Es war klar, daß ein stärkerer Wille als der meinige über meine Existenz verfügte, ohne mir die Macht zu lassen, ihm Widerstand zu leisten. Zuerst entreißt die unerwartete Unterstützung des Lord Halifax mich meiner Unwissenheit, um mir einen Grad von Erziehung und Bildung zu geben, der mir mehr schädlich als nützlich ist. Dann wird diese Unterstützung mir plötzlich wieder entzogen, und der Zufall führt mich in eine gute, rechtschaffene Puritanerfamilie, wo ich mein Leben wenigstens für einige Zeit festgestellt glaube, als plötzlich die unvorhergesehene Begegnung mit Amy Strong neue Projekte in meinem Gemüt allerdings nicht erst erweckt, wohl aber mit solcher Kraft entwickelt, daß ich vergebens der Hand zu widerstehen suche, welche mich fortreißt, und ich gehe nach London, indem ich dem Rufe einer Person folge, die ich nicht kenne. Die Vorsehung, welche diesmal mich ihres Blickes würdigt, entfernt diese Person aus meinem Wege. An ihrer Statt finde ich einen Mann von edlem Herzen und eine Frau mit sanftem, zärtlichem Gemüt. Für sie gehe ich in einem Augenblick aus dem Zustande einer Fremden in den einer Freundin über. Man sucht und findet für mich eine Stellung, die besser ist, als die, welche ich bei dem älteren Mr. Hawarden bekleidete, und weit besser als meine erste Stellung bei Mistreß Davidson. Die ehemalige Schafhirtin wird erste Ladenmamsell eines der reichsten Juweliere von London und hier faßt das Verhängnis, welchem ich entronnen bin, mich abermals und schleudert mich, ohne daß ich Zeit habe mich zu besinnen, in jene krumme gefährliche Bahn hinein, von welcher Mr. Hawarden mir eine so abschreckende Schilderung entworfen.

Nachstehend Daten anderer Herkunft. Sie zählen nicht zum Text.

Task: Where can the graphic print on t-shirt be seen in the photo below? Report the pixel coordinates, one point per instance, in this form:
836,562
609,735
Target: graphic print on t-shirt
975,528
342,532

Was soll ich tun? Soll ich dieses verhängnisvolle Haus fliehen? Soll ich zu Mr. Hawarden eilen, ihm alles sagen, alles gestehen, selbst meinen Wunsch Schauspielerin zu werden? Soll ich mich unter seinen Schutz stellen und ihm zurufen: »Hier bin ich! Retten Sie mich! Retten Sie mich!« Wenn ich dies tun will, so muß es geschehen, ehe noch die Nacht verflossen ist, denn wenn diese über meiner Abwesenheit vergeht, so ist alles verloren.
Oder soll ich bleiben? Soll ich mein Boot der Strömung, welche es fortträgt, folgen lassen, ohne Lotse und ohne Steuerruder mitten unter den Strudeln und den Stromschnellen? Soll ich es so dem Ozean zutreiben lassen, das heißt einer unbekannten wunderbaren Zauberwelt oder vielleicht den Eisbergen des Polarmeeres?

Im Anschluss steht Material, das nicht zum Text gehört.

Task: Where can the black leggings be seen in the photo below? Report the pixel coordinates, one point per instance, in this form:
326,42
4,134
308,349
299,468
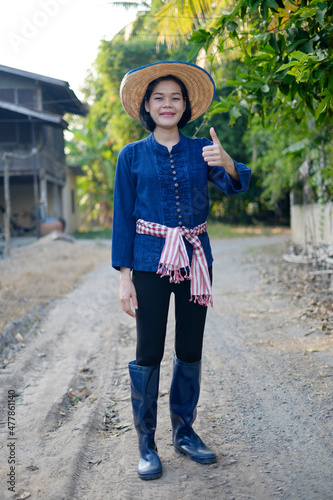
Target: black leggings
153,293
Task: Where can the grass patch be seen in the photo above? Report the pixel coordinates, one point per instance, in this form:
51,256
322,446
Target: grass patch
38,273
218,230
94,234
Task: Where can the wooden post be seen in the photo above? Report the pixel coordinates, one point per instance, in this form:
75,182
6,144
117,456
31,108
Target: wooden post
7,206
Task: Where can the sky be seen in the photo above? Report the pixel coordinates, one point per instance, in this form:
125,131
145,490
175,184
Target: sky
57,38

Aber welcher Unterschied zwischen dem Leben dieser Frau, welche prachtvolle Pferde, elegante Equipagen, Lakaien in kostbarer Livree, ein luxuriöses Hotel, so viel Diamanten, daß sie nicht weiß, was sie damit machen soll, Logen in allen Theatern und einen Geliebten hat, zu welchem sie sagt: »Treten Sie ein, lieber Prinz, ich erwarte Sie!« und der Existenz jener armen Ladenmamsell, welche um acht Uhr morgens aufsteht, ihren Tag damit zubringt, daß sie Schmucksachen handhabt, von welchen ihre Hände nur die Spur des Drucks und ihre Augen den Reflex behalten; die um zehn Uhr sich zu Bett legt, und nicht einmal in ihrem Zimmer die Verse Shakespeares zu deklamieren wagt, weil sie fürchtet, daß die Nachbarn sich darüber beschweren, und daß ihr Dienstherr sie frage, ob sie laut träumt!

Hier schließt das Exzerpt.